2011-01-28 / Andy Xie

Tusisian Mohamed Bouaziz, a 26-year-old with a university degree, set himself on fire on December 17 after police confiscated the fruits and vegetables he was selling without permit. One month late the Tunisian government has been toppled and the Egyptian government is on the ropes. Why and what is happening? What would be the impact on us?

Inflation is the factor pushing people into taking the desperate act. The people who were barely surviving couldn't go on when food price is up 50%. There isn't a cushion in these economies for such a large price increase.
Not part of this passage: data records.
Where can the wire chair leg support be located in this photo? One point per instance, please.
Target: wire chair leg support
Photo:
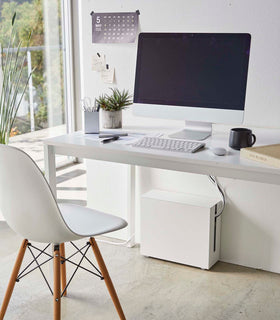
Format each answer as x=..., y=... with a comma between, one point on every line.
x=63, y=269
x=56, y=283
x=107, y=278
x=13, y=278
There is a saying that demographics is destiny. After the World War II birth rate surged across the world. Two decades later, China had the Cultural Revolution, the US Woodstock, and France 1968 revolution. As birth control went mainstream in the west and China adopted one-child policy three decades ago, aging is shaping their economies today.

The Islamic World has had much higher birth rate in the past three decades. Its bulging youth population is the force behind the change. Well educated, knowledgeable, and hungry, they will change their world, regardless of what rest of the world thinks. If you look at the events from this prism, big changes are coming regardless of what the US wants. The Egyptian government is unlikely to survive.
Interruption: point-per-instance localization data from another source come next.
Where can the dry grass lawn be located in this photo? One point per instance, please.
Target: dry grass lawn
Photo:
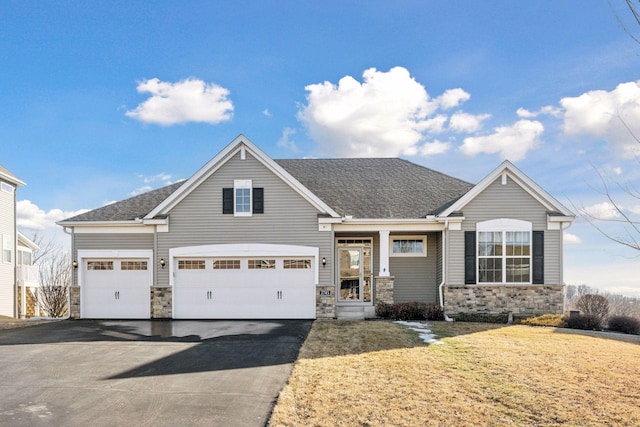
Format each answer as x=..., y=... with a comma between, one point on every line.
x=378, y=373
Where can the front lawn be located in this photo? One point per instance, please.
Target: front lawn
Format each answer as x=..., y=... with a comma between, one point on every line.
x=374, y=373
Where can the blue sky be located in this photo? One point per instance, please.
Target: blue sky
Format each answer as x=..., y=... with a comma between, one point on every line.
x=102, y=100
The West is having a second thought about the change. They are worried that radical Islamic regimes could replace aging dictators and turn hostile to the west. I am sure the western governments are trying to shape the events in North Africa. People never learn. Such interventions will only make the new regimes there more hostile to the west.

Would the revolution spread to Arabia and the Middle East? That would have a big impact ton us through the oil market. The oil rich countries have had the money to buy off their youth. They may be unemployed but are not starving. Hence, they are less motivated to act. Some like Jordan don't have the financial resource to buy off their people. The revolution is distinctly possible.

If the revolution does spread to oil rich countries, the oil price could spike like nothing we have seen before. One grievance from the revolution is surely about 'low' oil price, because these governments have to keep the price low in exchange for the US's military protection.

Even if oil producing countries are not affected, the rising risk to their stability will increase oil price anyway. The Fed's zero interest rate doesn't give people a good reason not to push up oil price. This risk gives people an added incentive to buy oil.

Inflation is shaping the world this year. Central banks pumped money to fuel asset bubbles in the decade before 2007 and pumped more money to ease the pain from their bursting. The inflation seeds they sowed are sprouting everywhere. The consequences can be catastrophic.

I still think that the world would experience another crisis in late 2012. The trigger would be either a collapse of the US treasury market or an inflation-induced hard landing in the emerging economies. The political events in the Arab World point to another possibility: surging oil price could sink us all earlier.